I digress. Back to the faux Joe recipe. It’s simple to prepare because you likely have everything in your panty called to prepare these. And it’s flexible for serving. Craig ate his on one of those thin 100-calorie wheat flats (bun?), and I had it over faux cauliflower rice. You may be sensing a faux theme, but it’s only because we’ve been purposely increasing our vegetable intake and reducing wheat and carbs. I’ve known how to substitute spaghetti squash and grated zucchini/yellow squash for this purpose, but recently we’ve learned how flexible cauliflower is used in lieu of mashed potatoes, rice, risotto, even pizza crust (a forthcoming blog post).
Even if you are cooking for a conventional meat-and-potatoes eater, you will have success because these are that good. Aside from the orb shape of the lentils, your taste buds will deceive you into thinking you are eating real sloppy Joe’s.
Tasting notes: Craig enjoyed a few spoonfuls of homemade beer BBQ atop his (which would also be a nice addition while simmering in the slow cooker), as well as a wedge of Laughing Cow bleu cheese on his bun. Chopped green onions are good, too.
Lentil Faux Joes
1 cup dried lentils, picked over (not red lentils; they would get too mushy)

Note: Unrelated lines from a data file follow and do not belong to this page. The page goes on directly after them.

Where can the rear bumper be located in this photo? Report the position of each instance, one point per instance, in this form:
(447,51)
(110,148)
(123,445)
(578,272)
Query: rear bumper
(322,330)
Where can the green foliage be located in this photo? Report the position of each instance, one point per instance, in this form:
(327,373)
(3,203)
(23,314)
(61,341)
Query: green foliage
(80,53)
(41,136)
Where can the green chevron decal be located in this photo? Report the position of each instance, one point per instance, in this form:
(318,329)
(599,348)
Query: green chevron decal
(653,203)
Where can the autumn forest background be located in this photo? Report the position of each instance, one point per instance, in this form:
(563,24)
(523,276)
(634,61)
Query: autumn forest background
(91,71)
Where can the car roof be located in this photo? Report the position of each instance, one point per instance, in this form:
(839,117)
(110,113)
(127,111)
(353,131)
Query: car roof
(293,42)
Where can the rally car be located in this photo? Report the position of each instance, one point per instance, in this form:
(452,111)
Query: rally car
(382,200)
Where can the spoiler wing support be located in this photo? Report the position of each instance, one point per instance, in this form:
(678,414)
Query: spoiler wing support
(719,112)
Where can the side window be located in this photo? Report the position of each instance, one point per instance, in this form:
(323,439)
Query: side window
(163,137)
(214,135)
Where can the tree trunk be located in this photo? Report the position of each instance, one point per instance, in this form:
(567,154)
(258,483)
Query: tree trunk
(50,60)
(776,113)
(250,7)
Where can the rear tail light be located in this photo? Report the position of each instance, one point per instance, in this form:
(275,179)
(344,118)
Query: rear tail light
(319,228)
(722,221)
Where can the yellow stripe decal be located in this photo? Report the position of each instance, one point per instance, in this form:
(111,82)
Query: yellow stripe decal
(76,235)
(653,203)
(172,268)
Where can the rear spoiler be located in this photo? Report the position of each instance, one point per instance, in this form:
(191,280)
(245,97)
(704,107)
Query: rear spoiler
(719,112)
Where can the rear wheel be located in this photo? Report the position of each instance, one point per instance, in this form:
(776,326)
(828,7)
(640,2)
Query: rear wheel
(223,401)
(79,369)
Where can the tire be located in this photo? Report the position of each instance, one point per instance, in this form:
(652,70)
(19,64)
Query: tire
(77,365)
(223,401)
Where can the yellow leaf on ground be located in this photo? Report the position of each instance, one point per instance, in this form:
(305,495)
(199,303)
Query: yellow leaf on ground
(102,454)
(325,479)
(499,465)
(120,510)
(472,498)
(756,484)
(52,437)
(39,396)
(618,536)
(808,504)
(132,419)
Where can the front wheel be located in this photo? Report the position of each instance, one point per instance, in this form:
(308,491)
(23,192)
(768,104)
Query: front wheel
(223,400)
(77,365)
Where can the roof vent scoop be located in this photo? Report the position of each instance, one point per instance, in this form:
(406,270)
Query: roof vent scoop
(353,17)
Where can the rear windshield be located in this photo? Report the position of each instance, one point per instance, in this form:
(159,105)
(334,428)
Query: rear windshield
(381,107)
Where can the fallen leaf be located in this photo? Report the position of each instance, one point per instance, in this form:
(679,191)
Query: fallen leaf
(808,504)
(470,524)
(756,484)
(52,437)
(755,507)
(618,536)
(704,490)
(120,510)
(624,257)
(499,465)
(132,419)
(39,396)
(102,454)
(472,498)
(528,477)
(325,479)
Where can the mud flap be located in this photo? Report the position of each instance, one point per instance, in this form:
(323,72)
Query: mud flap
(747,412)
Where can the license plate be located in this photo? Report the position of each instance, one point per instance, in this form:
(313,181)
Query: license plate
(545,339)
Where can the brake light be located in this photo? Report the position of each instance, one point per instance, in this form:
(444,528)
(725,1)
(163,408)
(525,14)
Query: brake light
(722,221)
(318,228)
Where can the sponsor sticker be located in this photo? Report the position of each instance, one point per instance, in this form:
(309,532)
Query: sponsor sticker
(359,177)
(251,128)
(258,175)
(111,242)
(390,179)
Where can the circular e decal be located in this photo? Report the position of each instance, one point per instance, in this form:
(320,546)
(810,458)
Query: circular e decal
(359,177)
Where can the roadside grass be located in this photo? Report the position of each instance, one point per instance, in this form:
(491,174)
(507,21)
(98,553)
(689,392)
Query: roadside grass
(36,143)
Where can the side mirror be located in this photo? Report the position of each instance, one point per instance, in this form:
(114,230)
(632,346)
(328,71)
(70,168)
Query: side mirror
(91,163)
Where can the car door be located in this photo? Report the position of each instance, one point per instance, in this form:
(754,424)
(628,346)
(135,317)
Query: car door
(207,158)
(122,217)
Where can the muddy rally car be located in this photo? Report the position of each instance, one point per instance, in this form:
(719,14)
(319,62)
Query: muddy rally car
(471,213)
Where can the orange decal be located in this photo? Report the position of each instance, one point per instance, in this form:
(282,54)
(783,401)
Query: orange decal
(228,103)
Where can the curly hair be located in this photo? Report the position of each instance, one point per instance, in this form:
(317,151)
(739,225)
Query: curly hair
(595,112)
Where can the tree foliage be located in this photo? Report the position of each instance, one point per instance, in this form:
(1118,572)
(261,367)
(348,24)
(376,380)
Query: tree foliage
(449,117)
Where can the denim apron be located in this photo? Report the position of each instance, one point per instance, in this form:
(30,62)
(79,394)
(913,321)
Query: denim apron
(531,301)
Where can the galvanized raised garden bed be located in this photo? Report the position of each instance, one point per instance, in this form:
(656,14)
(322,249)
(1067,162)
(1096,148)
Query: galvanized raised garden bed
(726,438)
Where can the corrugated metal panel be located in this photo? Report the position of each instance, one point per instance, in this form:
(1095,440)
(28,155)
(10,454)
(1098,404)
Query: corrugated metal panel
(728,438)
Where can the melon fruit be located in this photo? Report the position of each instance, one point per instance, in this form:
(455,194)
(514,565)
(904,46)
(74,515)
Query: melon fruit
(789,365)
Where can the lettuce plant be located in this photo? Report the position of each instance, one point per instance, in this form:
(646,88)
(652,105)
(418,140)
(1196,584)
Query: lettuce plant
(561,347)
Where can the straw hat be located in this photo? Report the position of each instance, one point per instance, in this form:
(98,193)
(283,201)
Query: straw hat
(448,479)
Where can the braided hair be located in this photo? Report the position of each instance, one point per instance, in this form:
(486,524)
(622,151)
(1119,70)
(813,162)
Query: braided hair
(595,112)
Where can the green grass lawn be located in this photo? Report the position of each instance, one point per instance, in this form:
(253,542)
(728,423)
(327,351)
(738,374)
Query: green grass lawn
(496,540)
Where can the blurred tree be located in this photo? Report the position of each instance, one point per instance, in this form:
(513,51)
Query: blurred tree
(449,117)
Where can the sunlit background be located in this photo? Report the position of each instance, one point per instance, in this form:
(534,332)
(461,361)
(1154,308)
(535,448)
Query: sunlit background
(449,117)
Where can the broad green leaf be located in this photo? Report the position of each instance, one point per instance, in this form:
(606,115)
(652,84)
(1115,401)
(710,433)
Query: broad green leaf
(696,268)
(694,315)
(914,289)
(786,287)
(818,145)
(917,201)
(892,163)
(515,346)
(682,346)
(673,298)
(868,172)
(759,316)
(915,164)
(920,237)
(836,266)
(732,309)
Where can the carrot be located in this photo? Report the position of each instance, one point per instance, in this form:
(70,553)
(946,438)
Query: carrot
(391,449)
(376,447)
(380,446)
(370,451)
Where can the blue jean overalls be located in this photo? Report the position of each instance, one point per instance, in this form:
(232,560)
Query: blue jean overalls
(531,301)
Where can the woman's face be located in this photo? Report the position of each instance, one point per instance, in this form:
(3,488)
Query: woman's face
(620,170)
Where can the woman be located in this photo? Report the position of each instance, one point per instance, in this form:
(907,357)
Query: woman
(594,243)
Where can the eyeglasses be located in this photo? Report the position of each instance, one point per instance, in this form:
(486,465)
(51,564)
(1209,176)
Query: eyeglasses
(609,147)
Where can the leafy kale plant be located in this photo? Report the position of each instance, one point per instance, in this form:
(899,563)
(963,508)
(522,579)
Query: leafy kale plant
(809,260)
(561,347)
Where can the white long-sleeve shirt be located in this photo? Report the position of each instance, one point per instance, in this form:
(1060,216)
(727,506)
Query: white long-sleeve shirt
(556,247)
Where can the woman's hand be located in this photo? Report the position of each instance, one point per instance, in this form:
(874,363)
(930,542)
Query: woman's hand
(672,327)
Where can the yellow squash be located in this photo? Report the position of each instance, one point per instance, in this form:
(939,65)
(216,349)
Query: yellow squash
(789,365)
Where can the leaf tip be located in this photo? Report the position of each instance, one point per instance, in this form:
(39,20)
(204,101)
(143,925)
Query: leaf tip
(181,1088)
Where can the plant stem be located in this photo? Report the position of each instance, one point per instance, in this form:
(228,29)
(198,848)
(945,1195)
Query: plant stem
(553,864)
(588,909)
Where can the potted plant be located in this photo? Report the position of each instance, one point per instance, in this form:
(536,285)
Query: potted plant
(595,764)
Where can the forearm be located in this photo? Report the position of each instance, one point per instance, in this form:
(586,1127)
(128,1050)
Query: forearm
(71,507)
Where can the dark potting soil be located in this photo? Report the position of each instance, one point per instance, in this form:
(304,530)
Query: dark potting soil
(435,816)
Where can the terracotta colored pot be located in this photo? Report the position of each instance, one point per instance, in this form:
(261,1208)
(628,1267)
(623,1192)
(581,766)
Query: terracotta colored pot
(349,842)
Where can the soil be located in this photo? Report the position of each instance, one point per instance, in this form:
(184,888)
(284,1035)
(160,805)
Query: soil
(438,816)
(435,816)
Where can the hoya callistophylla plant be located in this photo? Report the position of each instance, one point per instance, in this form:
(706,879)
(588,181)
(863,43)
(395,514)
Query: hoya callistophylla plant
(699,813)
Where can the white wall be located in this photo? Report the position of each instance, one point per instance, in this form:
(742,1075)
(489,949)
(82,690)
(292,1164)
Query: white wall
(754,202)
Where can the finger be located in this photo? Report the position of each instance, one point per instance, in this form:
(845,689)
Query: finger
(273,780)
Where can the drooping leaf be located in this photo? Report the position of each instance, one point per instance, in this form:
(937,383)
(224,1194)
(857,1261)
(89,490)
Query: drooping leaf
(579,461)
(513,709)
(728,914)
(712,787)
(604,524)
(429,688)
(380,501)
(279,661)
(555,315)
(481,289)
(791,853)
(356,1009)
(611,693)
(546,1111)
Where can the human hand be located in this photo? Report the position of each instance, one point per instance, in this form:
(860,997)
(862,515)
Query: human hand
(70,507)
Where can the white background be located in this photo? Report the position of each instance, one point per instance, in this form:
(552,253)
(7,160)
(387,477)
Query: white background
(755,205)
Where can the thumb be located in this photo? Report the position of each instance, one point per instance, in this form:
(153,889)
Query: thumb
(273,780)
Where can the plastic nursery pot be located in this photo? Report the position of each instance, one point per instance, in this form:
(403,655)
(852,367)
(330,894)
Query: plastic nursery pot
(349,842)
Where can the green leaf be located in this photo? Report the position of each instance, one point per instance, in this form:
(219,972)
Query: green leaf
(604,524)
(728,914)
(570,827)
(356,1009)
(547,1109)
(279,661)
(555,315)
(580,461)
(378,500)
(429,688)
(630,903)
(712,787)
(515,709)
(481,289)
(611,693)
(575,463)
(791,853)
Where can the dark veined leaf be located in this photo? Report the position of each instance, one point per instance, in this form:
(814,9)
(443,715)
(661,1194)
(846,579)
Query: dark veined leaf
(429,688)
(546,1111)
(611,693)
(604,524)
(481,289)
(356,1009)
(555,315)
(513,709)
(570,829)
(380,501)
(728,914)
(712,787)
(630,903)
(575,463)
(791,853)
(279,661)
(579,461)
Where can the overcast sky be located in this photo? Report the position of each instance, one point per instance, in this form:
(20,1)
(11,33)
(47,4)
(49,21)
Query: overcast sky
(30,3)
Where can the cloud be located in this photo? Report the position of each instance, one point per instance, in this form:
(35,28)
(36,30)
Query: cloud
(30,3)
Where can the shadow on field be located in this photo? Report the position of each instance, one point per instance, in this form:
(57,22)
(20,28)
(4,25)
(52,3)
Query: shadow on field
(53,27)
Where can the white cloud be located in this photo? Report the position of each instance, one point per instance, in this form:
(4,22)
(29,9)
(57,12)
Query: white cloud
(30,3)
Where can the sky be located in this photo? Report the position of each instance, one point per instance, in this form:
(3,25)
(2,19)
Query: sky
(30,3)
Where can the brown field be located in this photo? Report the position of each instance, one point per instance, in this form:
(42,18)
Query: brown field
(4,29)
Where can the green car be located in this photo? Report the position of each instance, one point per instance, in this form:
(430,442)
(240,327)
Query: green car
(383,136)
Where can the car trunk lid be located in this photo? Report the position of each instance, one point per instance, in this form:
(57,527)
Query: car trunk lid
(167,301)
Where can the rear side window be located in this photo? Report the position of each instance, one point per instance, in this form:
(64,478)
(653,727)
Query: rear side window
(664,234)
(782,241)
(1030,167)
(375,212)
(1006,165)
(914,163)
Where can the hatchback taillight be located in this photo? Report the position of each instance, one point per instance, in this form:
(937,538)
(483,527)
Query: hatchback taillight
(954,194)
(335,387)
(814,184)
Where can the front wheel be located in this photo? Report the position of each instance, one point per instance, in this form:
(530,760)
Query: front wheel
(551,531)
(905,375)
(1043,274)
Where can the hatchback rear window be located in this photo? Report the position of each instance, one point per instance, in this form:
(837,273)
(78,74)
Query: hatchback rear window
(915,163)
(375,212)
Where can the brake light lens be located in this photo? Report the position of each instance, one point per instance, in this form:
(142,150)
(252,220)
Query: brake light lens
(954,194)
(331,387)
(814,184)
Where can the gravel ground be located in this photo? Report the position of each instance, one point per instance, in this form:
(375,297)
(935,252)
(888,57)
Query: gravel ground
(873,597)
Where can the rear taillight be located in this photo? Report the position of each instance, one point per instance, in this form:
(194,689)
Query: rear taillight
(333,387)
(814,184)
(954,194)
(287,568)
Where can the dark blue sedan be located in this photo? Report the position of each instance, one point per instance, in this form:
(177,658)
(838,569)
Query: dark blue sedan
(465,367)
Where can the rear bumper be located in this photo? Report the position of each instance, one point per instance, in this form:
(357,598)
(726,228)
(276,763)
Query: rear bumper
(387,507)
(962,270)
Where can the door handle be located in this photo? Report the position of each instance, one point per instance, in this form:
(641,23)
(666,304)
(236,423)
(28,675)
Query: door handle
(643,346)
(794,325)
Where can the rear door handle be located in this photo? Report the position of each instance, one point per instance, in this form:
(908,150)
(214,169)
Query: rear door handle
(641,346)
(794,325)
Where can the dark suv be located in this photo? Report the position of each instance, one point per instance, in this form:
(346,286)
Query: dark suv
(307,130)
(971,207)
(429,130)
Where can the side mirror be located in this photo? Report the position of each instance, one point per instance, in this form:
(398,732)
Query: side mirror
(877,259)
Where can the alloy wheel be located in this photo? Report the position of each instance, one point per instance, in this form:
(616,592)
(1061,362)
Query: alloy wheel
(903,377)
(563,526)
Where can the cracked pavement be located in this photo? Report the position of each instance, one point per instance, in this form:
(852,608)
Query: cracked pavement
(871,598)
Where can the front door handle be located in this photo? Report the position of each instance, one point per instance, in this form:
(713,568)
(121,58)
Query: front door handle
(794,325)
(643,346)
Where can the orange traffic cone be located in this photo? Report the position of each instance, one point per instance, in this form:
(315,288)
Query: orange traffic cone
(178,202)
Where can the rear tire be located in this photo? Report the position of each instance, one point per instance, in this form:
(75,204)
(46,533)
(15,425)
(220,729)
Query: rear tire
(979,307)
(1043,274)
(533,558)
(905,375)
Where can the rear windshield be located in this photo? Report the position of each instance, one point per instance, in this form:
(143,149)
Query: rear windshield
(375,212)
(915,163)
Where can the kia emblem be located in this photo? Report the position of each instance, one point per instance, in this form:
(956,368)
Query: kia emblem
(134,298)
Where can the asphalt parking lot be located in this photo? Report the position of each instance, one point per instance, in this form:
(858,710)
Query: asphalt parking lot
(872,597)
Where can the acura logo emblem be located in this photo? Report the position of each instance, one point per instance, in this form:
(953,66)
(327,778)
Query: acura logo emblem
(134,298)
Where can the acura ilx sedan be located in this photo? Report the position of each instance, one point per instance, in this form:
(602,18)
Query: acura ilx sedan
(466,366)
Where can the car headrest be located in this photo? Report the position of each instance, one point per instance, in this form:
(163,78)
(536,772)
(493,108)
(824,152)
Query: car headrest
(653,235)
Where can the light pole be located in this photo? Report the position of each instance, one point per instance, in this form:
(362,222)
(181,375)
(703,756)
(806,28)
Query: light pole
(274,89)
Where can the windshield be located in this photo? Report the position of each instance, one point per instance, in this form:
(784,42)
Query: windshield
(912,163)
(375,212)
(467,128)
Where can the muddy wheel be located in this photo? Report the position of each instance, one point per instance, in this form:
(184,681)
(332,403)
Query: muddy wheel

1 1/2 cups low sodium vegetable broth
15 ounce canned tomatoes
1/4 cup + 1 table spoon tomato paste
3/4 cups onion, chopped
1/2 red bell pepper, chopped (about 3/4 cups)
1T apple cider vinegar
1T garlic, minced
1 1/2 teaspoon oregano
1 1/2 teaspoon smoked paprika
1T chili powder
2 teaspoons dried parsley
1 teaspoon salt
Freshly ground black pepper
1/4 teaspoon cayenne (or more depending on your tastes)
Combine all ingredients in a slow cooker; stir until well combined and cook on high, covered, for 3 to 4 hours on high or 7 to 8 hours on low, depending how fast your device cooks.
Taste test to ensure lentils are cooked through. If not, cover and cook in 30 minute increments until soft.
If too much liquid remains, cook on high without the lid for 30 to 60 minutes, keeping in mind these thicken as it sits.